Ce que les auteurs vont toucher, et pourquoi certains refusent
Les auteurs concernés devraient recevoir environ 3000 dollars par œuvre touchée. Anthropic devra aussi détruire les copies piratées de ces livres.
Pour rendre le processus plus clair, l’entreprise a mis en ligne un site dédié avec la liste des œuvres concernées. Le règlement couvre plus de 480.000 titres, ce qui permet aux auteurs de vérifier s’ils peuvent déposer une demande. Résultat, on sort enfin du brouillard administratif.
Mais tout le monde ne signe pas. Certains plaignants jugent l’indemnisation trop faible et ont préféré se retirer de l’accord pour attaquer Anthropic séparément.

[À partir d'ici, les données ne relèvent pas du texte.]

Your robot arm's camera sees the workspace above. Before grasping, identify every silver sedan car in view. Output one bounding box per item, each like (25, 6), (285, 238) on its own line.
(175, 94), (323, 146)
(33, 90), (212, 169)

Quand même, ça dit beaucoup sur la frustration du milieu.
Pourquoi cette affaire compte au-delà d’Anthropic ?
Ce dossier ne ferme pas le débat sur l’IA générative, loin de là. Il montre surtout qu’un tribunal peut distinguer l’entraînement d’un modèle de la question, beaucoup plus sale, des bases de données piratées utilisées en coulisses.
Pour les auteurs, l’enjeu est immédiat. Pour toute l’industrie de l’IA, aussi. Parce que derrière Anthropic, c’est toute la chaîne d’approvisionnement des données qui se retrouve sous les projecteurs. Et ça, clairement, personne ne peut l’ignorer.